In a damning report on the outsourcing of language services in the justice system to Applied Language Solutions, the National Audit Office (NAO) declares that the MoJ ’s due diligence on the successful bid 'was not thorough enough'.
ALS was a small company and the volume of work the ministry wanted to give to it was large, the report notes. Yet a report the ministry itself commissioned from a financial data company indicated that Applied should only be given contracts worth up to £1m.
The contract with Applied for the provision of court interpreters is worth an estimated £90m over five years.
The NAO says: ‘The ministry considered the financial report but did not see it as a barrier to the award of the contract. It told us that this was because it considered [Applied] to be only a managing agent for interpreters, who themselves remained freelance sole traders.’
On the rationale for the new contract, the public spending watchdog says that the MoJ had strong reasons for changing the old system, which it said was ‘inadequate in several respects’.
However, in accepting Applied’s assertion that it would be able to increase the number of interpreters working in the justice system, the MoJ ‘did not give sufficient weight to the concerns and dissatisfaction that many interpreters expressed’ with Applied.
The report criticises the department for both failing to analyse the number of interpreters likely to be available and willing to work with Applied, and for not modelling the cut in income that public sector interpreters could expect.
On implementation, the NAO says the MoJ ‘underestimated the project risks’ when it decided to switch from a regional to a national rollout and ‘allowed the contract to become fully operational before it was ready’.
It also points out there were ‘other important contractual obligations’ with which Applied did not comply and to which Applied failed to alert the MoJ. The contract started on 30 January and ‘immediately faced operational difficulties’.
The report adds: ‘Initially [Applied’s] performance was wholly inadequate, leading to missed performance targets and around a fifth of the interpretation work in courts and tribunals being done under old arrangements.’
Trials and legal procedures were disrupted. Some 182 magistrates’ court trials were recorded as ineffective because of interpreter availability issues – almost double the number recorded for the same period last year (95 were recorded in the first quarter of 2011).
The NAO found that Applied’s systems were not ‘sufficiently mature’ to cope with demand and that it did not have enough staff to deal with bookings and complaints. Some calls from court services were routed to the company’s Indian call centre, contrary to the terms of the contract. On the control environment, the NAO points out that the MoJ has rights to inspect Applied, but ‘has been slow to do so’.

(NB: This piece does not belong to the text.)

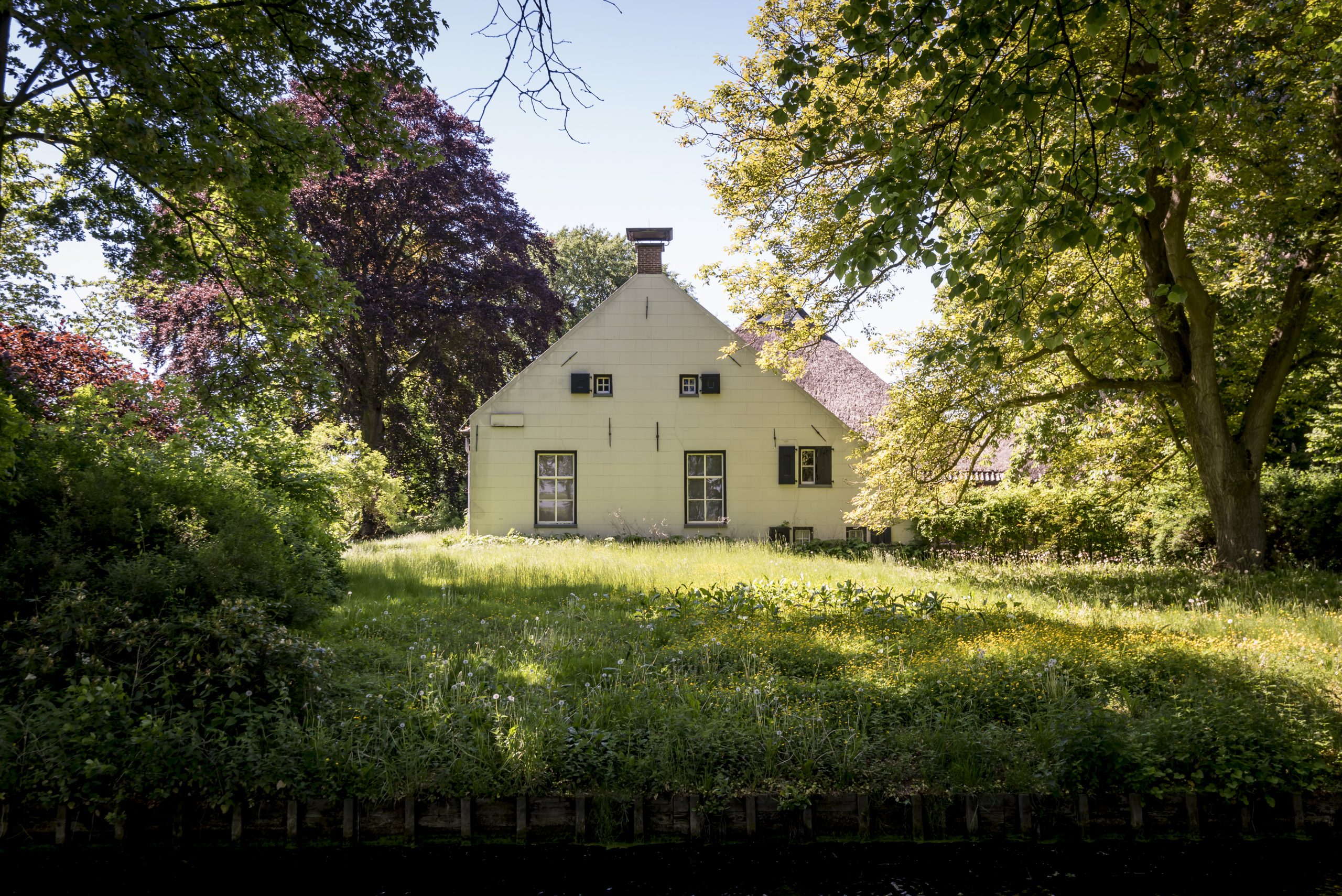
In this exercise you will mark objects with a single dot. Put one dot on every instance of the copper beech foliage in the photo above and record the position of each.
(449, 289)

The MoJ also had the right to penalise Applied for its poor performance, by withholding a proportion of payments according to a formula. Yet it elected not to do so between January and April, foregoing an estimated £11,000.

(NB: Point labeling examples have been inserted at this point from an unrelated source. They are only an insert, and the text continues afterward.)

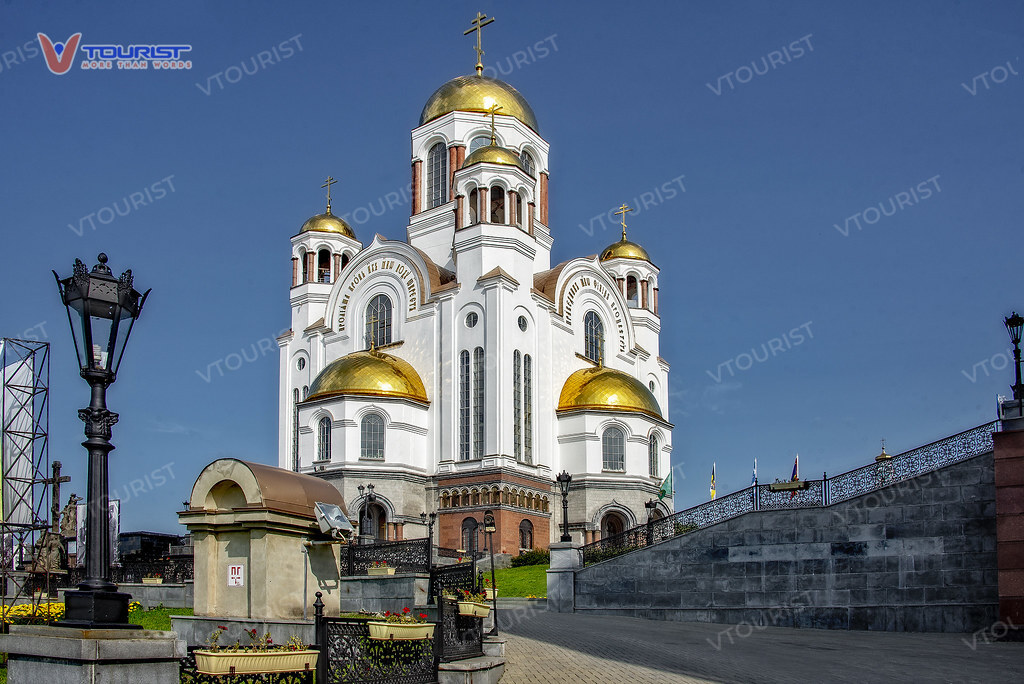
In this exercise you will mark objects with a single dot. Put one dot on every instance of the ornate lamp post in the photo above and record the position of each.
(563, 478)
(102, 304)
(1015, 325)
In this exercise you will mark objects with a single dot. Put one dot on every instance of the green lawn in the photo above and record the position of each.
(525, 581)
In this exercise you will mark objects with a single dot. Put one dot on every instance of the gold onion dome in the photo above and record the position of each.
(494, 155)
(624, 249)
(477, 93)
(369, 374)
(606, 389)
(328, 222)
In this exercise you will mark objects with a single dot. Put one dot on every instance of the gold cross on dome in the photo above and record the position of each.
(478, 25)
(623, 210)
(330, 181)
(493, 109)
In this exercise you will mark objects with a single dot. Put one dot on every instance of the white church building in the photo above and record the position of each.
(459, 371)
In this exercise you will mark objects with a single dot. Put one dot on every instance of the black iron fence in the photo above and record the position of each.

The MoJ has subsequently applied penalty payments and told the NAO that its decision not to do so previously was ‘a commercial one, taken in light of the investment in making the contract work by Capita, which acquired Applied a few weeks after it won the MoJ contract’.

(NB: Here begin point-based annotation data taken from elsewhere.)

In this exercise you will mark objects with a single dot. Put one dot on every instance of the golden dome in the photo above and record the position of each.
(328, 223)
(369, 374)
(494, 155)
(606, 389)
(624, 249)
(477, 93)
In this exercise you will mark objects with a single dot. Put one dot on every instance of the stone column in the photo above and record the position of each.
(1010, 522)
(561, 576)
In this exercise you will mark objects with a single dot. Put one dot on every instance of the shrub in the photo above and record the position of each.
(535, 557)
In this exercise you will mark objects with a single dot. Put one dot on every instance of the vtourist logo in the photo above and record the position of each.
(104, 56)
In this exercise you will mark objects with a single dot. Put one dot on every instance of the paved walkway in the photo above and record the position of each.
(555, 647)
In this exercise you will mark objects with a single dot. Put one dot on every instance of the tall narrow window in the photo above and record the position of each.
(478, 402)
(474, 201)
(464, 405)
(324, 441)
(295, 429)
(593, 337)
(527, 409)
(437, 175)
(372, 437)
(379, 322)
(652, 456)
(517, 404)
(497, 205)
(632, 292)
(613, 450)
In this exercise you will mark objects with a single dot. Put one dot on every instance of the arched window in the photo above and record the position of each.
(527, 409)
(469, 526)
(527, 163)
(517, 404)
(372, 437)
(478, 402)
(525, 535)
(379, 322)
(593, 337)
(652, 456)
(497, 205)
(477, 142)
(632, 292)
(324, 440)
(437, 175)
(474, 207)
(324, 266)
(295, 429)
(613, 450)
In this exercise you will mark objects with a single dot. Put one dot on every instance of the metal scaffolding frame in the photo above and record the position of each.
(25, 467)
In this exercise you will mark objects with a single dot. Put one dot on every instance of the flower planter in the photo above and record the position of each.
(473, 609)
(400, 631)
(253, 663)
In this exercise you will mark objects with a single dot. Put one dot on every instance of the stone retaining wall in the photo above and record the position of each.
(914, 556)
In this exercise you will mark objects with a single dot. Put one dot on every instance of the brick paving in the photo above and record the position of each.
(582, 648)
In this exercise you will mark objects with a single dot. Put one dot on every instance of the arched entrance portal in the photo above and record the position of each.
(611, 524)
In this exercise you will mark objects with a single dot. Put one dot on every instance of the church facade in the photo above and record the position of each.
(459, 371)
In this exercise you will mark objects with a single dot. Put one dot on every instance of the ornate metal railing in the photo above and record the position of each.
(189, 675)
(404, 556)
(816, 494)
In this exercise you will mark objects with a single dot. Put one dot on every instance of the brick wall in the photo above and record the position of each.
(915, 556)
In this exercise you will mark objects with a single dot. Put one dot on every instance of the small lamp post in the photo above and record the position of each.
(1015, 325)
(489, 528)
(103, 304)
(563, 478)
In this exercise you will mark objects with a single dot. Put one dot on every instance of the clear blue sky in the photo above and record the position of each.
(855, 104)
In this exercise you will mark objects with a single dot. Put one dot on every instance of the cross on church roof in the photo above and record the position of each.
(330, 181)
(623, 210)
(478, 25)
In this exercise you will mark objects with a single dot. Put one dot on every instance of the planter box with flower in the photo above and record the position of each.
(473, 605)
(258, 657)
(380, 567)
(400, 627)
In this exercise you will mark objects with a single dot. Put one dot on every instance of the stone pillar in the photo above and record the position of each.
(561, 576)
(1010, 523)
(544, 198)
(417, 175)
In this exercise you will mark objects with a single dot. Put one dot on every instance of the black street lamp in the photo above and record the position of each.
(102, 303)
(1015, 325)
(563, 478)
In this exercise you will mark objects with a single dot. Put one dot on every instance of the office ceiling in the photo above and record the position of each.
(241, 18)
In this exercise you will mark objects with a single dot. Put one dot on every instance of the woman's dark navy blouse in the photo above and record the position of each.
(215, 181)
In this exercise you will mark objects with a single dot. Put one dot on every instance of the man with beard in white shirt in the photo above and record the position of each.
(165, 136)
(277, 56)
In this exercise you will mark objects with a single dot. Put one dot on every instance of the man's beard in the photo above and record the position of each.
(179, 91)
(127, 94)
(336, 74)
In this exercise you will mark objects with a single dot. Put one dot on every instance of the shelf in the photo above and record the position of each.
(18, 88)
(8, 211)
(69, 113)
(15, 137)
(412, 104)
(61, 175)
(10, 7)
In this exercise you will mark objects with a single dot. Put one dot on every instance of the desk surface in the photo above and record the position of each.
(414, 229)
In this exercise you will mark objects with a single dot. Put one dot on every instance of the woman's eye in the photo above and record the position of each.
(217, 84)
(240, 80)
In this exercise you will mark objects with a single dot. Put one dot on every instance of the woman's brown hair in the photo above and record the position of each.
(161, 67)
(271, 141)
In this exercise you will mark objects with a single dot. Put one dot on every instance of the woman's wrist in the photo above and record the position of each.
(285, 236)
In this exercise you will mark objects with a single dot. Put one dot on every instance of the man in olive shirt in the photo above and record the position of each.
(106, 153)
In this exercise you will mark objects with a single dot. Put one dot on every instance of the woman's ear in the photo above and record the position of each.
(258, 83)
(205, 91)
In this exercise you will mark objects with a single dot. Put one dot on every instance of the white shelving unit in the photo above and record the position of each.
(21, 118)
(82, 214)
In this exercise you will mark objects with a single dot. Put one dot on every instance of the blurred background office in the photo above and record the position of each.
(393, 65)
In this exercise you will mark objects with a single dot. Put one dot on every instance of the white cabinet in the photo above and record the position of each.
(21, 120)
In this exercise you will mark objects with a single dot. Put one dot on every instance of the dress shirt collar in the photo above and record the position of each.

Under the new arrangements, the MoJ estimated that its organisations and police forces could together save £18m a year in payments to interpreters, but the NAO says it is too soon to determine whether the contract will provide value for money.
Among other things, the watchdog calls on the MoJ, with Capita, to complete checks to ensure all interpreters working on the contract have appropriate qualifications and criminal records clearance. Today’s report followed an investigation into the new contract after it had received correspondence from ‘a number of individuals, including MPs, whistleblowers and the public’, asking it to look into what had happened.
The Gazette was the first to expose teething problems with the contract back in February. The Justice Committee is also scrutinising the Applied contract; its call for written evidence ended last week.
Commenting on the NAO’s findings, chair of the Commons public accounts committee Margaret Hodge MP said: ‘It is appalling that the ministry awarded [Applied] a £90m contract to provide a service essential to ensuring the proper administration of justice that was clearly beyond this company’s ability to deliver.’
She said Applied’s ‘unacceptably poor performance’, which saw it supply an interpreter in only 58% of hearings in February, and at times interpreters who were ‘inexcusably bad’, led to ‘courtroom chaos’.
‘It forced court staff to interrupt their core duties to find interpreters at short notice and triggered a steep rise in the number of abandoned trials,’ she added.
‘My concern is that the resulting delays and hearing cancellations caused distress for victims, defendants and witnesses, additional costs to the taxpayer and damage to the reputation of the justice system.’